PwC’s research showed that adjusted EBITDA NGMs appeared in 46 percent of reviewed filings. Of those, over 70 percent included an adjustment for stock, share or other equity based compensation. Other common EBITDA adjustments related to impairment (33 percent), acquisition (20 percent), and restructuring & reorganization impacts (15 percent). PwC also identified a wide diversity in EBITDA adjustments made by companies, noting that 80 percent of the filings included at least one unique adjustment, which ranged from management fees to accretion charges, to income or losses from discontinued operations.
Adjustments to EBITDA can be determined at the discretion of the company, the report noted, and can vary significantly from organization to organization, impacting comparability between companies and industries. The research also showed how some industries have developed other common NGMs in addition to or as a replacement for Adjusted EBITDA, including the asset management, banking & capital markets and entertainment, media and communications sectors.
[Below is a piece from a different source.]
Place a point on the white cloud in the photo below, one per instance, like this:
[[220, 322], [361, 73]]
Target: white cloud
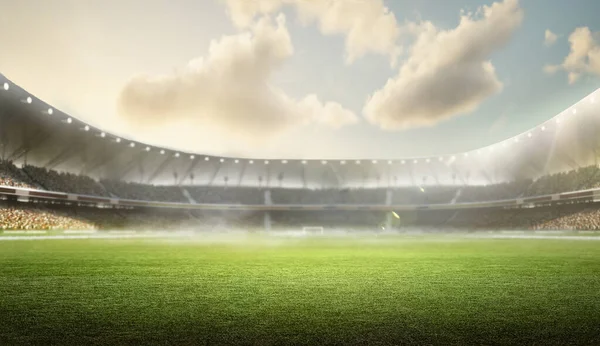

After Adjusted EBITDA, other common NGMs in the financial statements analyzed included EBITDA (19 percent), adjusted net income (9 percent), free cash flow (4 percent) and adjusted gross profits (4 percent).
“Companies should be ready to enter the IPO markets while the window is open and having their financial reporting in order from the start is a key factor in the process,” said PwC's U.S. Public Offerings leader Mike Gould. “While NGMs are a key tool for companies planning to enter the public market, it is a complex process that must be thought through objectively to avoid potential missteps, unanticipated costs and delays in their offerings.”